Search This Blog

Saturday, November 19, 2011

DAOS Best Practices

When it comes to configuring the Domino Attachment and Object Service (DAOS), you may be asking yourself - and us in turn - what's the right way to set it up? For example, is there an optimum “Minimum Size” setting? Should the repository go under the data directory or on its own drive? What's the best “Deferred Deletion Interval” in relation to my backup and restore schedule? This guide, and the documents it references, attempts to answer these questions of individual, site-specific configuration in general terms with guidelines for adapting and modifying them based on measurements made against your particular environment.


Where To Locate Your DAOS Base Path Repository



By default the DAOS repository resides under the server's data directory and defines a single container as indicated by the “DAOS Base Path” setting in the DAOS tab of the server document. So, on Windows for example, if you use the default, “DAOS”, and your data directory is C:\Lotus\Domino\Data, the full path to the repository would be C:\Lotus\Domino\Data\DAOS. For Domino 8.5, only this one container may be specified.
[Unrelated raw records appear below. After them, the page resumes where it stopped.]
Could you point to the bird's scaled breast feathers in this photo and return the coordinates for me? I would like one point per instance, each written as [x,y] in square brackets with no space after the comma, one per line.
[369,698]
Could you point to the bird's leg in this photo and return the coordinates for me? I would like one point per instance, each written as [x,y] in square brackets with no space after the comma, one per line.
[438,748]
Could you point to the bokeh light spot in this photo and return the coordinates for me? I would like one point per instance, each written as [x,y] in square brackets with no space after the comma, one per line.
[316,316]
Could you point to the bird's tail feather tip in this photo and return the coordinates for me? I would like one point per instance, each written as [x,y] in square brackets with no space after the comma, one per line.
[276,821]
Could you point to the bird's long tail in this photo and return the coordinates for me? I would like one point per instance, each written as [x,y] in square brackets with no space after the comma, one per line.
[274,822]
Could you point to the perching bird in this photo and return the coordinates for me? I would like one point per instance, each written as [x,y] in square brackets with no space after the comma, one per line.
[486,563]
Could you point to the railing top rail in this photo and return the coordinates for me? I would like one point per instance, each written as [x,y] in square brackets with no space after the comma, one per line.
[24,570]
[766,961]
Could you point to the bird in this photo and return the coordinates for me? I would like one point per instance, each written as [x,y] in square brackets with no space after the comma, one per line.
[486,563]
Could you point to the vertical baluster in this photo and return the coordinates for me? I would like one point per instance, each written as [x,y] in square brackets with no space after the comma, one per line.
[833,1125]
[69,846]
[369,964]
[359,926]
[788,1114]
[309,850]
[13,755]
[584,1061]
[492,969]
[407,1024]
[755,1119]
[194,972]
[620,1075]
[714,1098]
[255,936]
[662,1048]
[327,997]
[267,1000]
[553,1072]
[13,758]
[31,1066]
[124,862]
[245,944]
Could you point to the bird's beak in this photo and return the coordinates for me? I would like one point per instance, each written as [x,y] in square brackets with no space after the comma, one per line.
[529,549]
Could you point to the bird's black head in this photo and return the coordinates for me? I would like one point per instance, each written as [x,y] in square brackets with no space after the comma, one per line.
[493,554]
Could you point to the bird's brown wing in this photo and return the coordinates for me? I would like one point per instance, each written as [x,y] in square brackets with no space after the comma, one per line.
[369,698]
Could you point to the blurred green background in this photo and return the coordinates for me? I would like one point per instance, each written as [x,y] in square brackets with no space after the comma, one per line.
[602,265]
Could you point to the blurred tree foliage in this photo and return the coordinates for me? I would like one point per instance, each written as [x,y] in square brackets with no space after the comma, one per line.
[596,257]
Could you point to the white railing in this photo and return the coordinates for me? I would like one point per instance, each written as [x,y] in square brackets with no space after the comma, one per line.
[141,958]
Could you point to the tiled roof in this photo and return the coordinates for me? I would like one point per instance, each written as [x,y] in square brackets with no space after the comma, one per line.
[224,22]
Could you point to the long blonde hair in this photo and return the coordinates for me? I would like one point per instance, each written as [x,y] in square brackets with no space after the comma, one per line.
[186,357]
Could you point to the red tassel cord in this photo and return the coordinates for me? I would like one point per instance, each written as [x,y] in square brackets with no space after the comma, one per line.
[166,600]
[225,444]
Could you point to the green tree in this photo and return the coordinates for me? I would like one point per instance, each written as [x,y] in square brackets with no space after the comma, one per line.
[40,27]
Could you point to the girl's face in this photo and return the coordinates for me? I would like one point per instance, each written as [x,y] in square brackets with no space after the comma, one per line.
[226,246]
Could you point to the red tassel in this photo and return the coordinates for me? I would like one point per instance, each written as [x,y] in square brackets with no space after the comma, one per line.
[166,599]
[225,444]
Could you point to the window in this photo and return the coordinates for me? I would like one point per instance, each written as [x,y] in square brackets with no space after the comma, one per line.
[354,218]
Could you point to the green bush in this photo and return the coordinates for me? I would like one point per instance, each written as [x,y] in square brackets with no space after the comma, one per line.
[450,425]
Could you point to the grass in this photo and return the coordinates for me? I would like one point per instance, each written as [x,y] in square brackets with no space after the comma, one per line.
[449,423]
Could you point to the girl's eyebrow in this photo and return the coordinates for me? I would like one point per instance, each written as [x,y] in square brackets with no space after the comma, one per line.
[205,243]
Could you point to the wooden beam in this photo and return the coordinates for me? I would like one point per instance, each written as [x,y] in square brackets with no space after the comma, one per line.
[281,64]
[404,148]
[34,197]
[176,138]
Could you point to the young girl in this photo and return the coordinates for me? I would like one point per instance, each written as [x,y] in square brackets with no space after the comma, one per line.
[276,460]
However, this default location, chosen simply for being well-known, may not be the most efficacious. Some things to consider:
    1. What is the total capacity of all file attachments? With only one container in Domino 8.5, flexibility may be important when choosing the best DAOS base path. You'll want to be sure you have significant storage capacity or the ability to reconfigure a logical drive as space needs increase. Use the Domino Attachment and Object Service Estimator to plan for your storage requirements. 2. What I/O costs do I expect to incur? DAOS base path I/O is significantly less than that of Domino's Data directory. In benchmark tests, DAOS repository I/O was 94% less than that of the server's Data directory. Lower performing storage (a NAS device, for example) can be used here. 3. Can I use lower cost or external storage devices? In many cases, you might find attachments are infrequently accessed -- for example, when they're part of old email messages collecting the proverbial dust in one's inbox. In these environments, locating DAOS on lower cost storage (tier 3) devices may be indicated. On the other hand, if full text indexing, agents, or other applications make heavy use of the consolidated attachments, “lower cost” storage may cost you in performance. Note: Externalizing the DAOS repository in this manner does not mean you can map multiple Domino servers to the same container. This is an unsupported configuration as of this publication and could very well lead to data loss due to encryption with the server's key. NLO files cannot be shared across Domino servers. Note: Modifying the location of the DAOS repository at a later time is allowed and requires that you first change the “DAOS Base Path” field on the DAOS tab in the server document, stop the Domino server and then relocate the existing subdirectory structure with its NLO files to the new location. On server restart, the modification will take place seamlessly. 4. Why is it recommend to not locate the DAOS Base Path under Domino's Data directory? Many of Domino's tasks, including fixup, compact and the admin client, scan Domino's Data directory and will also scan the NLO files if the files are located under that sub-directory. The scanning of NLO files for tasks other than DAOSMGR will add additional unneeded overhead to the processing done by Domino's tasks.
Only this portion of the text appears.